Kenya’s Ministry of Education and the Kenya Institute of Curriculum Development (KICD), in partnership with technical advisor ‘Educate!’, have completed a Community Service Learning Program across 65 secondary schools in 10 counties, with the aim of learning how best to develop the new learning area for the CBC curriculum at secondary level.
“The Community Service Learning we have been testing applies concepts students have learned in the classroom to real-life situations and enhances entrepreneurship, social awareness and responsibility,” said Dr Julius Jwan, Director and CEO at the Kenya Institute of Curriculum Development.
The program follows global research into community service learning that has shown it delivers a rapid and significant change in students’ attitudes and skills.
According to a study of 1,500 US students published in the Michigan Journal of Community Learning, the learning area changes students’ personal values within just six months, significantly raising the chances of students entering careers that help others, and raising their levels of volunteering and community leadership.
It has also been shown to increase students’ belief in their ability to solve community problems and their sense of connection with the community.
“We have, furthermore, run the Kenyan program under the theme of ‘Igniting the High School Social Entrepreneur’ to equip students to create livelihoods while also solving local problems,” said Diana Mwai, Educate!’s Kenya Program Director.
This emphasis reflects the KICD’s commitment to achieving a more relevant curriculum that will address the issue of high youth unemployment, which was running at 26.2 percent in 2017, according to the United Nations Development Programme.
Educate!, which aims to impact 1 million students across Africa, has advised on curriculum reforms and run similar programmes in Rwanda and Uganda.

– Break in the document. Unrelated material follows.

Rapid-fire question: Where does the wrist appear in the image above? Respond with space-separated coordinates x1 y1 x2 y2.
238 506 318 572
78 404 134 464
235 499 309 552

These were found to nearly double the earning power of participants, increase the use of learner-centered teaching methods, and deliver a greater focus on community issues.
The program has already transformed the lives of Kenyan learners too, both through community engagement and through the entrepreneurial skills gained.
In addition to benefiting learners, a key goal of the program is to produce research to be used by curriculum developers. Professor of Teacher Education at Moi University, Dr. Charles Ong’ondo, has led the 18-month, qualitative research project, in collaboration with the Kenya Institute of Curriculum Development and the Education Ministry.
“Our aim is to deliver powerful skill sets that prepare students for individual success and to tackle youth unemployment,” said Diana, in targets that tie with Kenya’s Vision 2030 development agenda, which places emphasis on the link between education and the labour market.